In this line-tracking function, Swan tracks a specific line at every moment. When the time comes, Swan *switches* the current line being tracked into the next one. The timing of this switch between lines is crucial; if the switching takes place too early or too late, the resulting turning motion is not ideal, as this demo and trajectory illustrate. In this trajectory diagram, each *switching point* from one line to the next is explicitly displayed by an *arrowhead.* The best switching time is computed by the line-tracking algorithm using the *smoothness*.

(2) The next example is a *pentagon*. In this case, we give *n* = -5 instead of +5. Then the user program makes a clockwise pentagon instead of a counterclockwise pentagon. Watch the video, **Pentagon**. In this pentagon execution, Swan turns -72º at each vertex. See the trajectory.

(3) By changing the regular-polygon user program a little, we can make a *star* shape with five points. Watch the video, **Star**. See the trajectory. In this motion, Swan turns -144º at each vertex.

We also possess a *circle-tracking algorithm, *in which Swan tracks a given oriented circle, counterclockwise (ccw) or clockwise (cw), with a given smoothness.
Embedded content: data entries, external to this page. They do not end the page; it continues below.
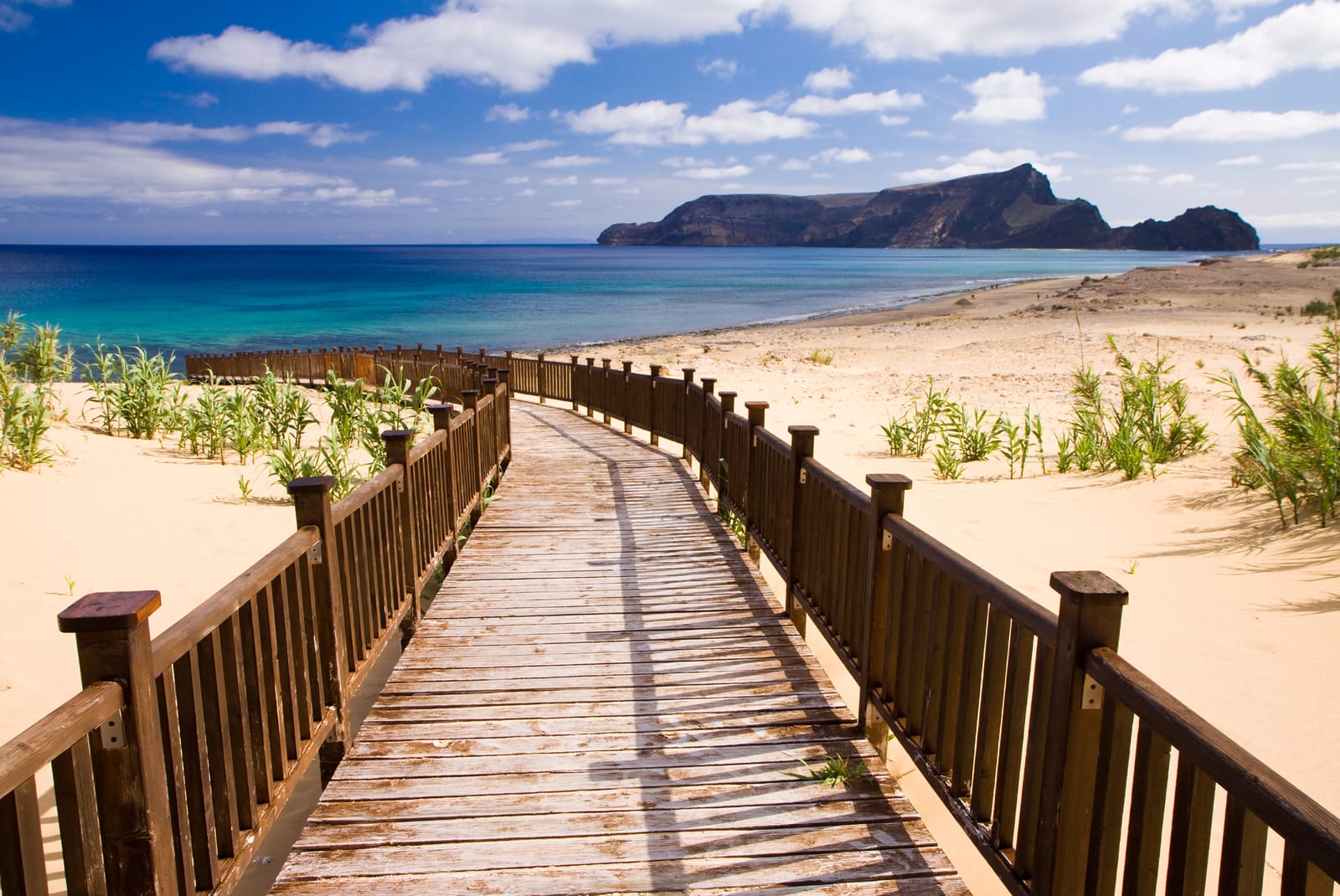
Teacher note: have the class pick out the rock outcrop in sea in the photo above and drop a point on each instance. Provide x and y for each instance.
(1013, 209)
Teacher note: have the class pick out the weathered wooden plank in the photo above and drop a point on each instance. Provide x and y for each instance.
(603, 699)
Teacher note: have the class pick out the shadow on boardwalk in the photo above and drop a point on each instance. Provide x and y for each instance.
(603, 699)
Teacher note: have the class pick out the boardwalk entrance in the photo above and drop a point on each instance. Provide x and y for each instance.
(600, 702)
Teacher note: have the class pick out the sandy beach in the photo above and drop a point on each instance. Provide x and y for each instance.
(1236, 616)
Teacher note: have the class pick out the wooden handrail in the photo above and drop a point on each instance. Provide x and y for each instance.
(57, 732)
(1281, 806)
(984, 690)
(172, 645)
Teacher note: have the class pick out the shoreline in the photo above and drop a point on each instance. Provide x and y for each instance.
(1232, 615)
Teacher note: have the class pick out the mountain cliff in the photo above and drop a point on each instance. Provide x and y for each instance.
(1013, 209)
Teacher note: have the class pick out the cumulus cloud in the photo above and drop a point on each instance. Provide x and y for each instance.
(723, 69)
(987, 160)
(507, 113)
(1306, 36)
(854, 103)
(1225, 126)
(520, 43)
(44, 161)
(658, 123)
(714, 173)
(1011, 95)
(482, 158)
(571, 161)
(528, 147)
(317, 134)
(826, 80)
(842, 156)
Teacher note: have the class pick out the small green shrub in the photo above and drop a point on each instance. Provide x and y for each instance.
(1292, 451)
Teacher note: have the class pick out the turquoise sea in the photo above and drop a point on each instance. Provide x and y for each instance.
(524, 297)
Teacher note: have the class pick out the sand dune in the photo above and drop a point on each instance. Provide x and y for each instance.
(1234, 616)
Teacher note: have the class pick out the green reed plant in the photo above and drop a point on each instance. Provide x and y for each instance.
(1146, 426)
(1292, 448)
(30, 366)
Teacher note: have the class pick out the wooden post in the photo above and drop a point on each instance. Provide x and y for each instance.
(575, 374)
(801, 448)
(312, 507)
(688, 381)
(756, 415)
(590, 397)
(1090, 616)
(652, 409)
(472, 401)
(627, 378)
(886, 496)
(605, 391)
(111, 635)
(709, 384)
(397, 454)
(442, 421)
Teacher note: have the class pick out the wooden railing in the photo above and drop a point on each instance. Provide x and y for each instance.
(1052, 752)
(178, 757)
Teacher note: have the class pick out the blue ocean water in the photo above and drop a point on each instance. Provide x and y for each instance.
(524, 297)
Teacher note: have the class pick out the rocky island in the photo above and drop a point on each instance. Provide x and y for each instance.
(1013, 209)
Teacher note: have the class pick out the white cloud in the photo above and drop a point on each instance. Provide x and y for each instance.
(714, 173)
(571, 161)
(528, 147)
(724, 69)
(826, 80)
(1132, 174)
(507, 113)
(842, 156)
(854, 103)
(15, 19)
(319, 136)
(204, 100)
(1225, 126)
(657, 123)
(520, 43)
(44, 161)
(1300, 38)
(987, 160)
(482, 158)
(1011, 95)
(161, 133)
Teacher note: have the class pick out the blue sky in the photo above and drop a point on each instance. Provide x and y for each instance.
(509, 120)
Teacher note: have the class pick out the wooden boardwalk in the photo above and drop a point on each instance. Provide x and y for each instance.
(602, 699)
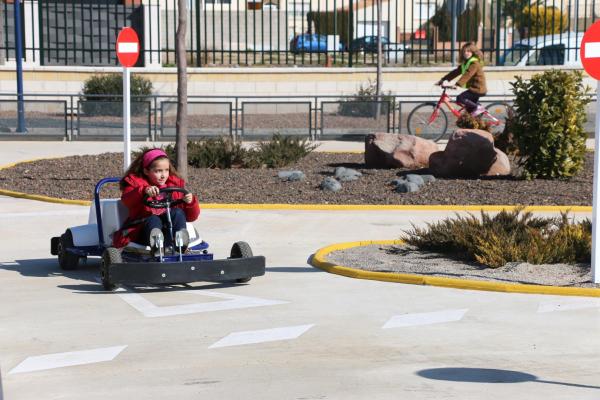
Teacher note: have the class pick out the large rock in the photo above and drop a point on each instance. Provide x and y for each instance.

(4) The first circle-tracking example is called the *CircleTrain*. The number *n *(>1) of circles is given first. The circles are aligned on one line, detached from each other. The first circle is ccw and the second cw, and so forth. Swan starts from a point on the first circle, and tracks all of them in a row, and comes back to the first one. The robot stops at the starting point. Watch the video, **Circle Train**. Seethe trajectory. In this example *n* = 3. See *the user program* of this function HERE.

(5) The next circle-tracking example is called the *CircleRing*, in which eight small circles detached from each other are placed on a big circle. Swan tracks the small circles sequentially and stops when it comes back to the starting point. Watch the video, **Circle Ring**. See the trajectory. In this case, eight circles are positioned on a bigger circle with alternate orientations, ccw and cw. Although this motion looks similar to the prior *closed serpentine*, it is very different.

(6) A path can be defined by a mixed sequence of lines and circles. The *Hamburger* function is an example. Players for this function are a circle C and an oriented diameter L of the circle; L divides C into a pair, of a ccw half circle CU and a cw half circle CL. Swan tracks L, CU, L, CL, and L in this order and stops at the circle center. Watch the video, **Hamburger**. See the trajectory.

We can define a path with any number of directed lines and oriented circles in a user program. Therefore, we can program an unlimited number of distinct motions in this category.